Eurogamer.net

Nintendo president Satoru Iwata passes away at 55

UPDATE: Miyamoto "surprised and saddened", remains committed to Nintendo's "development policy".

UPDATE 11.00am: Nintendo of Europe president Satoru Shibata has released a statement offering his own words of condolence. The full text lies below:

"Nintendo of Europe is today mourning the passing of Mr Satoru Iwata, Nintendo's Global President. It is difficult to put into words the sadness we feel at this time. Mr. Iwata was a strong leader, a unique figure in the gaming industry and an important part of Nintendo's history.

"He was a visionary in every sense of the word and we will miss him dearly. Just as Mr. Iwata challenged us to always push forward, we will ensure his legacy lives on through our ongoing work to always surprise and delight our fans. At this time our thoughts are with his family."

UPDATE 10.20am: Mario creator Shigeru Miyamoto has expressed his sadness at the passing of Nintendo president Satoru Iwata, and spoken of the company's direction in the immediate future.

"I am truly surprised and saddened by this unexpected news," Miyamoto said in a statement passed to Eurogamer.

"The entire development team at Nintendo will remain committed to our development policy which Mr.
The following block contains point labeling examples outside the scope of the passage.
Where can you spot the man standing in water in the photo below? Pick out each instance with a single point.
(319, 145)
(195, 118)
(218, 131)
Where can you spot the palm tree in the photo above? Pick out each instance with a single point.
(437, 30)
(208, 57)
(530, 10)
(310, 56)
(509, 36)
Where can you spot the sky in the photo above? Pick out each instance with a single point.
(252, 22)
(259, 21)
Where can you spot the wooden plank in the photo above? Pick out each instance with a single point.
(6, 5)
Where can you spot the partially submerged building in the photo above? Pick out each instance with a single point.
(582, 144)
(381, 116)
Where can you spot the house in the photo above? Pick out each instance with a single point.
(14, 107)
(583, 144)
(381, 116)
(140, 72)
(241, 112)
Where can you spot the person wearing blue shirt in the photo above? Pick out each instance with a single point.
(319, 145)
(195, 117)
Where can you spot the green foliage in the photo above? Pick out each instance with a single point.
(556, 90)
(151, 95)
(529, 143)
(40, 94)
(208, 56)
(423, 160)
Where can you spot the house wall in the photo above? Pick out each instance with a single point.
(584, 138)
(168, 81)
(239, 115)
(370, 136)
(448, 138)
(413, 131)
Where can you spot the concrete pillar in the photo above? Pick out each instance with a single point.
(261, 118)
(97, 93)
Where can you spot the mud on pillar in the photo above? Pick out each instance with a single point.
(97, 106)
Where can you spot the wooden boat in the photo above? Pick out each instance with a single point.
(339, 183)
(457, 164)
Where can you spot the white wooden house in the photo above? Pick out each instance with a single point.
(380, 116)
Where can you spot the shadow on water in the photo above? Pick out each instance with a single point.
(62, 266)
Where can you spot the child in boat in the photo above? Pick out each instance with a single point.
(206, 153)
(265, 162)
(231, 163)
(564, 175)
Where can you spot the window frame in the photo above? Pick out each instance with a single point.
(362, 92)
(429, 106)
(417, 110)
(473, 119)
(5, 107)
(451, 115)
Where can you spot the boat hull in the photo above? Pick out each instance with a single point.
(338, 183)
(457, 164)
Iwata and we have been constructing together and to yield the development results which Mr. Iwata would appreciate."

ORIGINAL STORY 5.15am: Nintendo president Satoru Iwata passed away on Saturday, 11th July 2015 due to a bile duct growth. He was 55 at the time.

Iwata began his career as a programmer, working at HAL Laboratories where he leant his hand to such games such as Balloon Fight and oversaw the likes of EarthBound and Kirby. Nintendo's then president, Hiroshi Yamauchi, formed a bond with the young Iwata, investing heavily in HAL before offering him a position at Nintendo in 2000 as the head of its corporate planning position.

In 2002, Iwata became the first person outside of the Yamauchi family to head Nintendo, becoming the fourth president in its history.

His time at Nintendo was characterised by bold changes, seeing in the Wii and DS era which brought the company great success. His hands-on approach also won him many fans - Iwata's passion for the medium shone through with the Iwata Asks series which saw him probe fellow developers, and he always maintained his love for games.

"On my business card, I am a corporate president," he said at GDC in 2005. "In my mind I am a game developer. But in my heart, I am a gamer."

The Wii's successor, the Wii U, was less of a hit - and Iwata announced last year that he halved his salary to help offset Nintendo's financial difficulties - but Iwata's recent push towards mobile gaming as the company bought a stake in DeNA was one of the boldest in its history. Last year Iwata missed E3 due to his illness, and was also absent from this year's event.

With Iwata's death two directors remain at Nintendo: Shigeru Miyamoto and Genyo Takeda. The flag at Nintendo's Kyoto HQ is flying half-mast today.

"Above all, video games are meant to be just one thing: fun," Iwata once said. "Fun for everyone." Farewell, Mr. Iwata, and thank you for all the fun you helped create.